Years have passed since then. Today the church pays a music director to order a Christmas show from some slick Christian catalog out of Texas, but Anna is still teaching Sunday school, and now she has my own three-year-old boy. No one else her age teaches, because kids have a way of forcing early retirements, just as they always did. But there is a smile on Anna's face whenever we drop our son off with her for Sunday school. It's a smile unlike anything we ever saw before on her face, a smile that surprised me at first. And Anna has a permanent now, her curly gray hair curled up tight around her head like any of a dozen other women in church.Time fills in gaps the way dawn colors a lakeshore landscape. Some things I know now about Anna. I know now that Anna cared for her parents until the day each of them died. I know now that her father was no gentle man to live with-blustery, hardheaded, stubborn as the toughest Hollander. I know now that when he was gone, every Sunday she dressed her mother, set her in the wheelchair, and pushed the old woman to church, even when she knew her mother understood little of the sermon. I know now that giving her life to them was a thankless, blessed job that might have turned anyone's face into something grim, something less than radiant.

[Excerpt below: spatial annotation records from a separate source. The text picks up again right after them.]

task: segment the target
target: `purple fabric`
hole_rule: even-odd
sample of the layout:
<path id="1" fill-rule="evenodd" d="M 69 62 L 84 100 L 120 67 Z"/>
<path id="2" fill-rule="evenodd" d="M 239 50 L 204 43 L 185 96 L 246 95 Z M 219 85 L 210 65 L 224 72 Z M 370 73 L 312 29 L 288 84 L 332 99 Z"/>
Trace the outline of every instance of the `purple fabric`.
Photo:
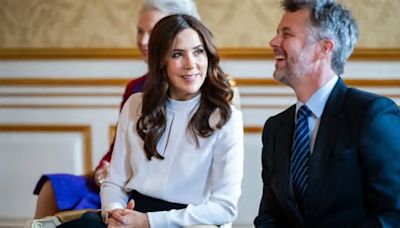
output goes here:
<path id="1" fill-rule="evenodd" d="M 100 208 L 100 189 L 93 178 L 72 174 L 47 174 L 40 178 L 33 193 L 39 194 L 47 180 L 51 182 L 60 211 Z"/>

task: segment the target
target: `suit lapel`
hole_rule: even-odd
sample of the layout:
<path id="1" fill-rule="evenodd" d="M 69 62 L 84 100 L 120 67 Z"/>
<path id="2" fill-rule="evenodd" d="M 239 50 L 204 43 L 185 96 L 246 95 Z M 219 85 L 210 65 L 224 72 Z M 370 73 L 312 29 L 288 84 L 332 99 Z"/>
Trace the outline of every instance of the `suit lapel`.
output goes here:
<path id="1" fill-rule="evenodd" d="M 310 159 L 309 173 L 309 199 L 310 204 L 315 205 L 319 199 L 316 196 L 321 196 L 321 187 L 319 183 L 326 177 L 325 168 L 328 167 L 329 157 L 332 153 L 333 146 L 337 135 L 337 126 L 339 122 L 339 114 L 342 109 L 344 96 L 347 86 L 341 78 L 338 79 L 331 95 L 325 105 L 321 116 L 317 137 L 315 140 L 314 151 Z"/>

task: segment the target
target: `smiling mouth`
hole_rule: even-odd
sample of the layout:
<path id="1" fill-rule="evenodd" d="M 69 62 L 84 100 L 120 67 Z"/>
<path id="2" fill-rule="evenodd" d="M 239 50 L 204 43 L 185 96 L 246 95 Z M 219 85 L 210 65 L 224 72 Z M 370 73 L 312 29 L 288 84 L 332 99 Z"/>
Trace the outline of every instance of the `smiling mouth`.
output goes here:
<path id="1" fill-rule="evenodd" d="M 285 56 L 284 55 L 275 55 L 275 60 L 276 61 L 281 61 L 281 60 L 285 60 Z"/>
<path id="2" fill-rule="evenodd" d="M 182 77 L 185 81 L 192 82 L 196 80 L 197 76 L 200 76 L 200 74 L 187 74 L 183 75 Z"/>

I know now that the woman who never married regularly plays grandmother to two little blond-haired boys no older than my own son, two little boys her niece was left alone with when their father ran off with another woman.
Why does she smile that way today, twenty years after a class of fourth-grade boys decided she was much too owly to be a good teacher? Why does my son love her today? Why does he curl around my leg and turn away from her when she talks to him, as if he's embarrassed to have all of her attention himself? Why does Anna smile?

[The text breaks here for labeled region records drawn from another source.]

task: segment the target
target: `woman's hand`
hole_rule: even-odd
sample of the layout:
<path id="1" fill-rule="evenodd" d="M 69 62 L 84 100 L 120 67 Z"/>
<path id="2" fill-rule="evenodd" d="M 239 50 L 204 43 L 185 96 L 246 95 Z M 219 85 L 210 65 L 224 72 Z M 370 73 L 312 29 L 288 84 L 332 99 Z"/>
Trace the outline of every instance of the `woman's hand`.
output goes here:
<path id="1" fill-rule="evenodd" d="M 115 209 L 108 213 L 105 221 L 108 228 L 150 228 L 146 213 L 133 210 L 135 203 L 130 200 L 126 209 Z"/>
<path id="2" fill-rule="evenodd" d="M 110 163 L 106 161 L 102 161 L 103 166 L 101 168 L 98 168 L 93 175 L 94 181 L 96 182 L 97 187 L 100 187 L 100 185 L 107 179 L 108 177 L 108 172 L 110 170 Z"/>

Maybe it's because life is easier for her now, later on in her years. Maybe the privileged burden of her parents' care is there behind her, settled in the pages of her mind like yellowed photographs. Maybe the anxiety of being alone has settled into a firm assurance that all things have worked together for good. Maybe playing grandmother has swelled the limits of her tolerance. Maybe the smile is simply the inherent reward of many years of Christmas programs interspersed annually in a lifetime of quiet selflessness.
Four hundred years ago we reformed the church and stopped canonization, stopped making saints. Maybe it's a shame. Today we don't know how to revere those who give themselves, all of themselves, through us to God. We let them pass on too easily, and we don't elevate them like heroes. After all, what was Abraham to David but a symbol of belief and courage, of faith and promise.

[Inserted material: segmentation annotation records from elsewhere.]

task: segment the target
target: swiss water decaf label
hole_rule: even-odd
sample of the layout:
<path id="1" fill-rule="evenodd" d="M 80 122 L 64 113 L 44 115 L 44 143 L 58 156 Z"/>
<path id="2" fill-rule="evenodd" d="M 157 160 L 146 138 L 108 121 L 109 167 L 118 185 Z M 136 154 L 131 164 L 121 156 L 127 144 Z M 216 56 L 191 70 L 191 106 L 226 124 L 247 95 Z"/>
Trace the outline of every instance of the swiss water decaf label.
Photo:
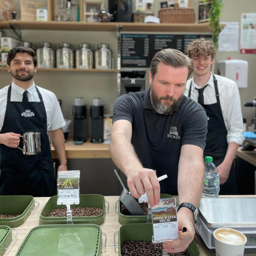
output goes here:
<path id="1" fill-rule="evenodd" d="M 179 238 L 175 198 L 162 198 L 152 207 L 153 243 L 170 241 Z"/>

So this is for you, Anna. And this is for me. And this is for our son. And this is for our Lord.
I'm happy you're out of intensive care, and so is my son.
*~*~*~*~*
There's a bit more to the story. When the piece appeared in a magazine I knew some people in the community was published, I hoped my masked name might keep it away from those who would know who this central character is.
Nope.
A man who grew up not all that far from where I did, took a look, read a few words, and said, "Hey, he's talking about my aunt." That discovery got back to me, and more. No one seemed angry however, although if they had been angry or hurt, I may never have known.
Then, years later, when we were visiting the town where I grew up, the fictional Anna came up to me. I don't know that I had ever spoken to her before in my life. By this time, she was most certainly elderly. I will admit that I wondered what she was going to say, but when it came out, mid smiles, she told me she'd had the whole essay decoupaged and it hung in her bedroom.
I'm happy to say that it seemed to me that "Anna" was a winner.